Of course, neither all-cops-are-bastards nor defunding the police have actually been Democratic Party policy — Correia is simply conflating protestors on the left with Democrats in state and city government. However, even if we assume simply calls to defund the police (without any actual reduction in funding) caused a rise in violent crimes in cities, the parallel rise in rural areas would be left unexplained. The covid-19 pandemic seems the most likely answer but similar spikes are not seen consistently internationally. Either way, the spike was unlikely to be due to ACAB as a slogan, which is a shame because then presumably we could make murder rates go in the opposite direction by chanting nice things about the police, which I’d be willing to do if it magically saved lives.

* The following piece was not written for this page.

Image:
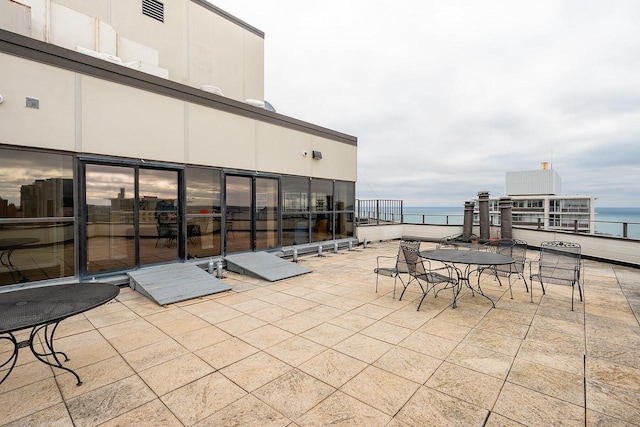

While there have been broad parallel trends in violent crime across America, there have also been some cases of rural America bucking downward trends in recent years. There are multiple factors in play but one of them is, surprise-surprise, guns:
“As gun violence continues to fuel violent crime across the nation, some conservative politicians are not only refusing to support commonsense gun violence prevention measures but are also actively rolling back gun laws that help make our communities safer. Many of these same elected officials continue to perpetuate the narrative that gun violence is only a problem in urban, Democrat-led cities, and media outlets are skewing the public perspective by heavily focusing on gun violence in cities such as Chicago. The truth, however, is that rural communities—particularly in red states—have increasingly faced levels of gun violence that match or outpace urban areas.”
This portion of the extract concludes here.